Aftermath of the SQL worm now affecting Korean software industry.
SEOUL, South Korea -- A South Korean consumer group is preparing to file suit against Microsoft Corp. here for damages inflicted during Januarys Slammer SQL worm attack. Peoples Solidarity for Participatory Democracy (PSPD) claims the attack, which crippled the Internet for several days, was facilitated by known flaws in the Microsoft SQL server 2000.
The suit against Microsoft Korea is based on South Koreas year-old Product Liability Act, which allows for compensation for damage from products. The suit will claim that Microsoft is responsible for the Jan. 25 Internet incident because of flaws in its database, as well as by negligence, according to a draft of the court filing.

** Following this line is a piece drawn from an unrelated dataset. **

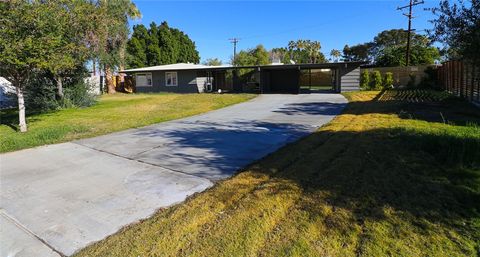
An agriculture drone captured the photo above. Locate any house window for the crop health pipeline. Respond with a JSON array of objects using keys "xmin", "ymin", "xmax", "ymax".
[
  {"xmin": 165, "ymin": 72, "xmax": 178, "ymax": 87},
  {"xmin": 135, "ymin": 73, "xmax": 152, "ymax": 87}
]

To prevail in its case, the PSPD will need the court to take a broader view of the product liability law, which does not currently include software as a distinct "object." Microsoft officials in Korea hit that point in their reaction to the impending litigation. The officials said software should remain exempt from the liability law in order to maintain the robust software development industry in South Korea. Additionally, they said the Slammer incident was caused by malicious hacking, not flaws in SQL Server 2000. "We will not avoid ethical responsibilities," Microsoft officials added.

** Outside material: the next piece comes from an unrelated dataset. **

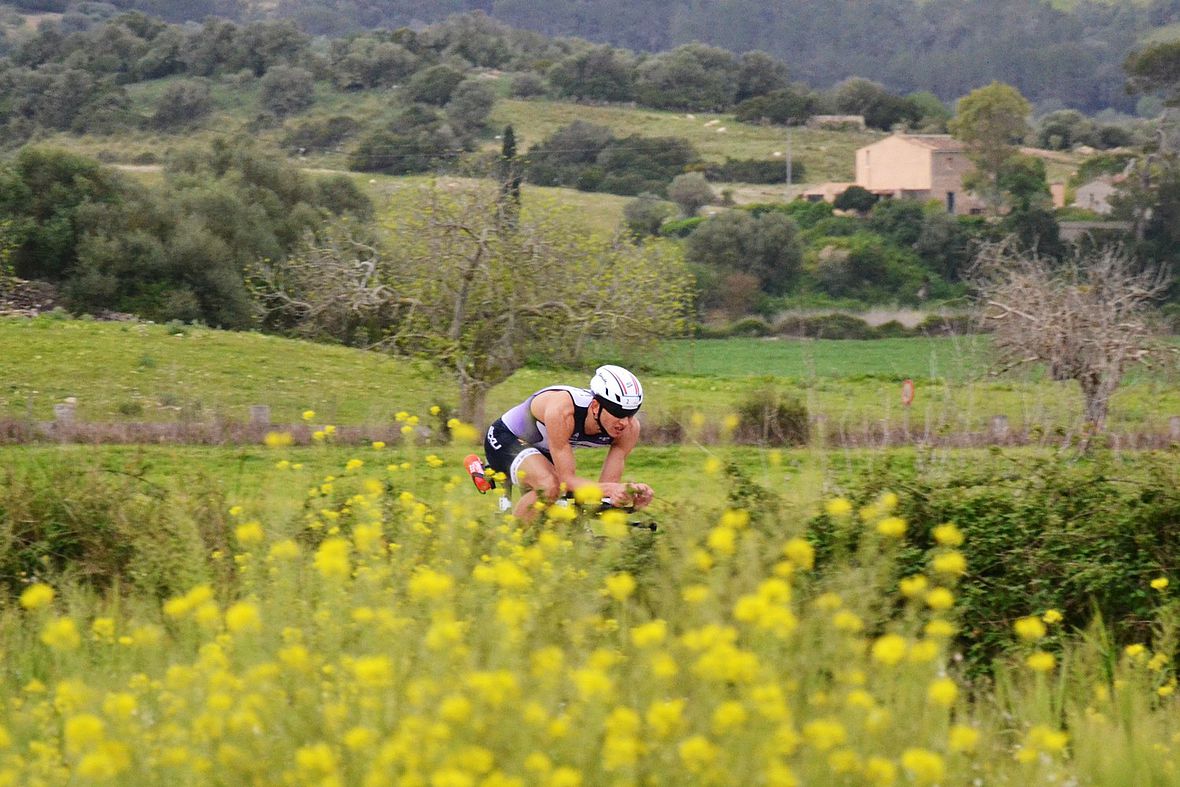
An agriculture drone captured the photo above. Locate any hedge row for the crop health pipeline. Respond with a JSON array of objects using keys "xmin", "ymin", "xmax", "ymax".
[
  {"xmin": 808, "ymin": 451, "xmax": 1180, "ymax": 671},
  {"xmin": 696, "ymin": 311, "xmax": 983, "ymax": 339}
]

Other software developers voiced similar concerns about the suit. "Software is not the product defined in the [Product Liability] Act," said a representative of a Korean software developer who asked to remain anonymous. "Because it is difficult to determine the criteria and scope of software flaws, it is impossible to apply the law to software."

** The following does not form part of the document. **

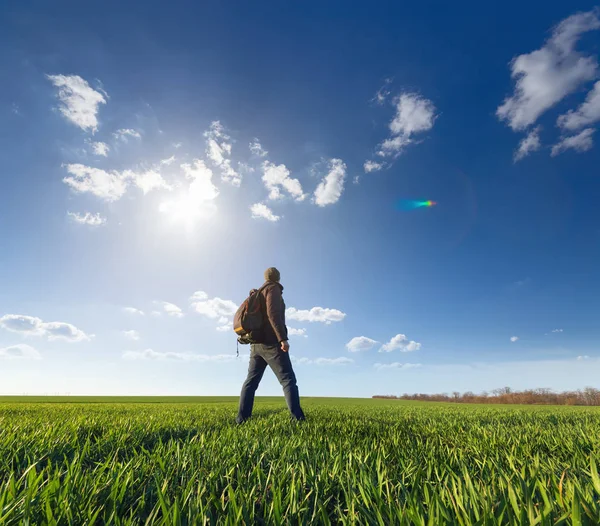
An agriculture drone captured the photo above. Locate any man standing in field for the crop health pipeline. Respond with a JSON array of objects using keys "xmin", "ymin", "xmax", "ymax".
[{"xmin": 236, "ymin": 267, "xmax": 304, "ymax": 424}]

"In order to apply the Act to software, the principles and definitions on the specifications like other ordinary products should precede, which is impossible in the software industry," said a spokesman for Handysoft, a Korean groupware developer and business process management company, worrying that this lawsuit may stymie development of the software industry.
"Even PSPD may not have strong confidence in the suit," said a software industry insider who asked not to be named. "I hope Microsoft will clearly prove that software can be free from the Act by facing the problem."
Regardless of the result of the legal action, a new emphasis on quality control has permeated the Korean software industry, including Microsoft Korea, because of the dispute.
The SQL Slammer worm interrupted Internet traffic, e-mail, and even business and banking transactions worldwide. According to analysts, it was the ninth most destructive worm on record, causing nearly $1 billion in damage and lost business.